Rome -- The pope, petting a seeing-eye dog? It happened at Pope Francis' media conference the Saturday morning after his election. As a blind man approached the stage, even the most hardened journalist might have found himself cheering the pontiff on.
St. Francis of Assisi, the new pope's namesake, has been described to me in recent days here as perhaps even more well-known than Jesus Christ -- an exaggeration, but also worth reflection. St. Francis has become a bit of a simplified saint. Peace, love and kindness to animals, Francis is sometimes portrayed as a "hippie." This misses the radical nature of God's love and the Christian's duty to it.
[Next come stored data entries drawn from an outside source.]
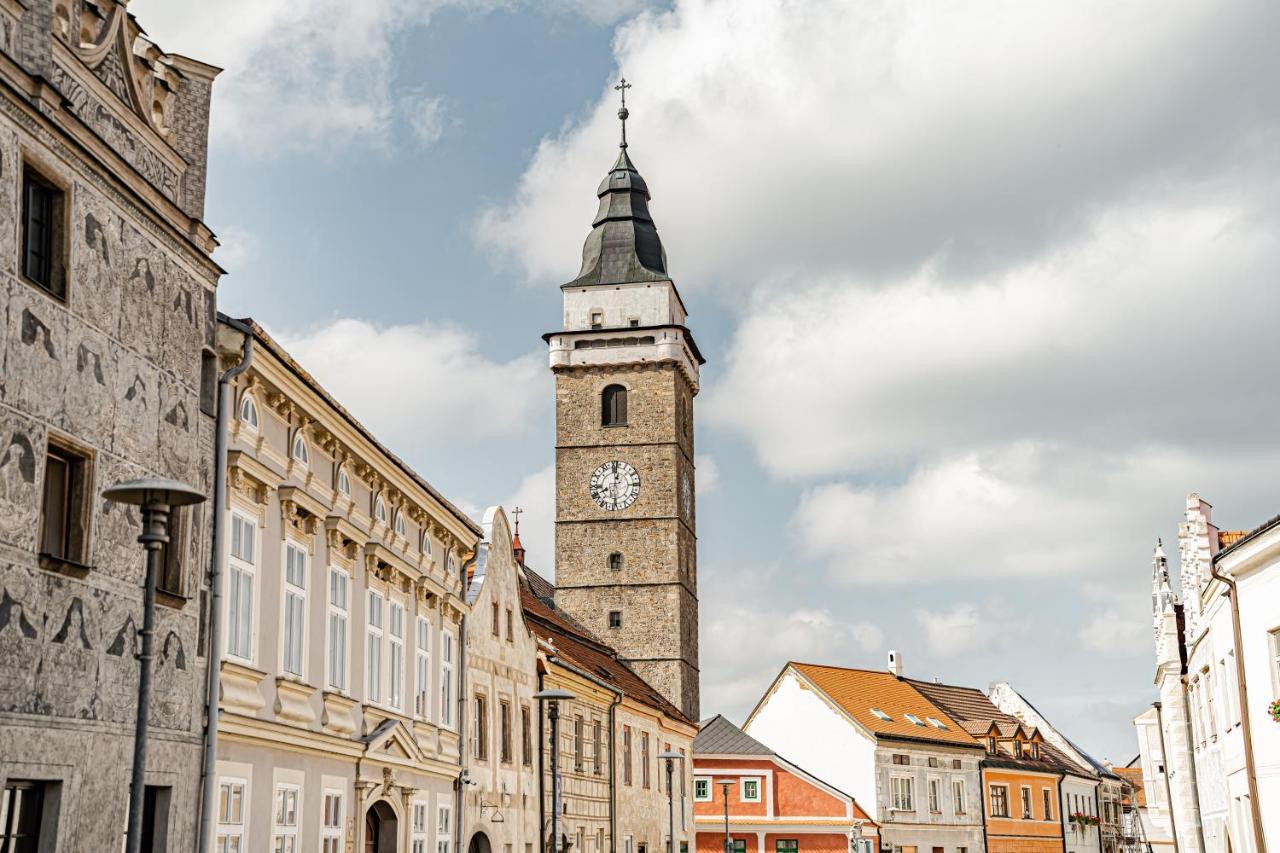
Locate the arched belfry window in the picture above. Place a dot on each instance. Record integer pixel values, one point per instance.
(613, 404)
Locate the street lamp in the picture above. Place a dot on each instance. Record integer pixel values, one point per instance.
(553, 697)
(728, 839)
(671, 757)
(156, 497)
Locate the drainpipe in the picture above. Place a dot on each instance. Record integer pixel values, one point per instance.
(617, 699)
(1164, 755)
(214, 656)
(1246, 729)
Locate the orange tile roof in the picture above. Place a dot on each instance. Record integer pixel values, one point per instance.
(859, 690)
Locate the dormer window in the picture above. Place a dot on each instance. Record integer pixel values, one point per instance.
(300, 450)
(248, 411)
(613, 406)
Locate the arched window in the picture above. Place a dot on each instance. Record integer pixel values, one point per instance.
(300, 450)
(248, 411)
(613, 406)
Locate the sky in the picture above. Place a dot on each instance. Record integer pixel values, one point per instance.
(986, 290)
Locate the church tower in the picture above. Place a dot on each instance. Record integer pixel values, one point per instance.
(626, 374)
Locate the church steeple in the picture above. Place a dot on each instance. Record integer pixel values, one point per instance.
(624, 246)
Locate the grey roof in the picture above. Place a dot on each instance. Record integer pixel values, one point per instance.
(624, 243)
(718, 737)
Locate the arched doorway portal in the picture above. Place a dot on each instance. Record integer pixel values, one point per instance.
(479, 844)
(380, 829)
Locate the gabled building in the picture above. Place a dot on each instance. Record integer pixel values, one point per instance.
(874, 735)
(1022, 778)
(772, 804)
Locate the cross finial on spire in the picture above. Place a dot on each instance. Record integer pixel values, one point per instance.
(624, 113)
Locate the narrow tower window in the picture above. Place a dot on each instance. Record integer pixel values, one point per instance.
(613, 406)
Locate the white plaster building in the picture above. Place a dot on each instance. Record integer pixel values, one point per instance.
(873, 735)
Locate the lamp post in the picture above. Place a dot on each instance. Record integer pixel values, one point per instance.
(728, 839)
(553, 697)
(671, 757)
(158, 498)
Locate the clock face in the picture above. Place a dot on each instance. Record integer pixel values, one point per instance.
(615, 486)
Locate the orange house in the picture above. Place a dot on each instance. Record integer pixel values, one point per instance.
(1022, 775)
(769, 804)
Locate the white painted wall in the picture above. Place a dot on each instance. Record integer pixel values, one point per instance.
(801, 726)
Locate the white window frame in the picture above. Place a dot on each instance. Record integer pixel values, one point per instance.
(374, 644)
(338, 661)
(280, 831)
(443, 825)
(908, 802)
(423, 669)
(396, 653)
(241, 570)
(227, 831)
(332, 831)
(248, 406)
(296, 594)
(447, 698)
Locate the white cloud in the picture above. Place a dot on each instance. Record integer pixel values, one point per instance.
(428, 117)
(708, 474)
(967, 629)
(416, 384)
(739, 660)
(1118, 632)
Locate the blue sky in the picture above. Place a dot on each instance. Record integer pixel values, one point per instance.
(986, 290)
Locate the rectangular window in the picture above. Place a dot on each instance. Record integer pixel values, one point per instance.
(295, 609)
(339, 588)
(526, 740)
(284, 833)
(44, 233)
(65, 505)
(396, 646)
(480, 737)
(443, 829)
(626, 755)
(504, 731)
(423, 669)
(447, 679)
(21, 816)
(330, 830)
(374, 648)
(999, 801)
(903, 792)
(644, 760)
(241, 580)
(577, 743)
(419, 828)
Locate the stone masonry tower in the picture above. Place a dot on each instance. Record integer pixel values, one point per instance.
(626, 374)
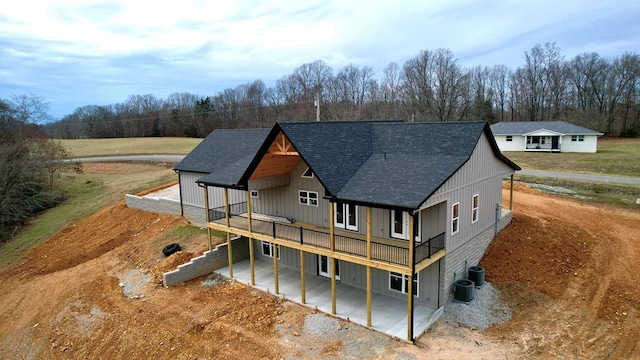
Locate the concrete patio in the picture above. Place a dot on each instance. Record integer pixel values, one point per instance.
(388, 314)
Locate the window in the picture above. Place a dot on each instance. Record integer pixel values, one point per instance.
(308, 173)
(345, 216)
(308, 197)
(474, 208)
(399, 224)
(267, 249)
(400, 282)
(455, 217)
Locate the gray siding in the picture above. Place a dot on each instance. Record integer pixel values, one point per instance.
(356, 275)
(284, 201)
(481, 175)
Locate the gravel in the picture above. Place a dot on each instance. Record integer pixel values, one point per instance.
(350, 341)
(485, 310)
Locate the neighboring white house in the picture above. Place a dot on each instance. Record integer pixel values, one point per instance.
(545, 136)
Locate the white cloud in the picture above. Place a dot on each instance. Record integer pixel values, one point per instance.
(117, 48)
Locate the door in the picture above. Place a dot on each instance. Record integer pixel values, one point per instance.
(324, 267)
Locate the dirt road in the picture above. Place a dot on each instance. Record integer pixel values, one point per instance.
(567, 268)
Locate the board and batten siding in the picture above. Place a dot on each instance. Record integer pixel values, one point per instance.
(193, 195)
(482, 174)
(284, 201)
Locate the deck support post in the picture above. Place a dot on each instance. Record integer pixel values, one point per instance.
(411, 262)
(511, 194)
(275, 268)
(369, 267)
(227, 209)
(303, 291)
(207, 216)
(333, 284)
(250, 228)
(332, 235)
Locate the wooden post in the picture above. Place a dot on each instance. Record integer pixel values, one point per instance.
(250, 224)
(302, 283)
(228, 222)
(332, 235)
(207, 217)
(369, 267)
(333, 285)
(410, 280)
(511, 194)
(275, 268)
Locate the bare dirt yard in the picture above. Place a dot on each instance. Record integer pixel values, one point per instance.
(567, 268)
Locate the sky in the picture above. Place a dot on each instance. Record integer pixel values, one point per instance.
(83, 52)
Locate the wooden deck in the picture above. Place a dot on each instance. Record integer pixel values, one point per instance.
(392, 255)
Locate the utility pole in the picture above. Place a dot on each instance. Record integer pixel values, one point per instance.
(317, 104)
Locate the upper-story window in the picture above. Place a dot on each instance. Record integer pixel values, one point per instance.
(308, 173)
(346, 216)
(308, 197)
(399, 224)
(474, 208)
(455, 218)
There is a potential danger in the out-of-the-gates popularity of the new pope. With all the hoopla surrounding him, we could miss the larger point.
Take Pope Francis' call to poverty, for instance.
A healthy walk from St. Peter's Square stands San Paolo alla Regola, on the ground where St. Paul is believed to have first lived in Rome, under house arrest. It's a Baroque church, in a Franciscan style complete with faux marble -- beautiful but nowhere near ostentatious. It's a subtle reminder that our material goods should always be related to our mission. And while we may honor God with riches -- there is a magnificent bronze sculpture of Christ crucified -- what He is after is our faithfulness.
The men of the Christian Life Movement who live there have caught on to this. So much so that they are consecrated laymen -- they take vows of celibacy and obedience -- dedicated to the Church, living in a convent. They pray together as a community, they invite people in -- there is Bible study for men and women, catechesis, as well as sports. They know that evangelization comes through friendship and engagement. And these men witness with their lives, reaching out and inviting people in. They're living what they believe to be God's will for them, and are delighted to do so.
Their chaplain, Fr. Jose Tola, says the pope is reminding us that "Jesus Christ must be the center of the Church's life." Would that Christians actually live this way!
Alejandro Bermudez, a journalist in town for the papal transition, suggests that the phrase "a Church that is poor for the poor" should be taken "at face value sine glossa -- 'without footnotes,' as St. Francis of Assisi said about how we should live the Gospel -- no matter how challenging it sounds and how radically we need to change."
This Holy Thursday, Pope Francis will wash the feet of teenagers at a prison for minors. When Pope Benedict XVI celebrated Mass there in 2007, he said: "We live with others, we were created together with others and only in being with others, in giving ourselves to others, do we find life."
He said that as creatures made in God's image but endowed with the will to choose our own path, to accept or reject God's love, we must discern what freedom is and what it is not.
"Freedom, we can say, is a springboard from which to dive into the infinite sea of divine goodness, but it can also become a tilted plane on which to slide toward the abyss of sin and evil and thus also to lose freedom and our dignity," Pope Benedict said.
So much of what the Church says can only be comprehended when this is understood: Its message is one of constant conversion, of a freedom beyond this world, of love and mercy. When we start looking and hearing outside our political viewpoints, we see what's different here, and what it has to offer the world. That's some of what the media seem so fascinated by, during Pope Benedict's post-resignation period. Francis has caught the attention of the world. Christians, the world is paying attention, wanting us to live our call.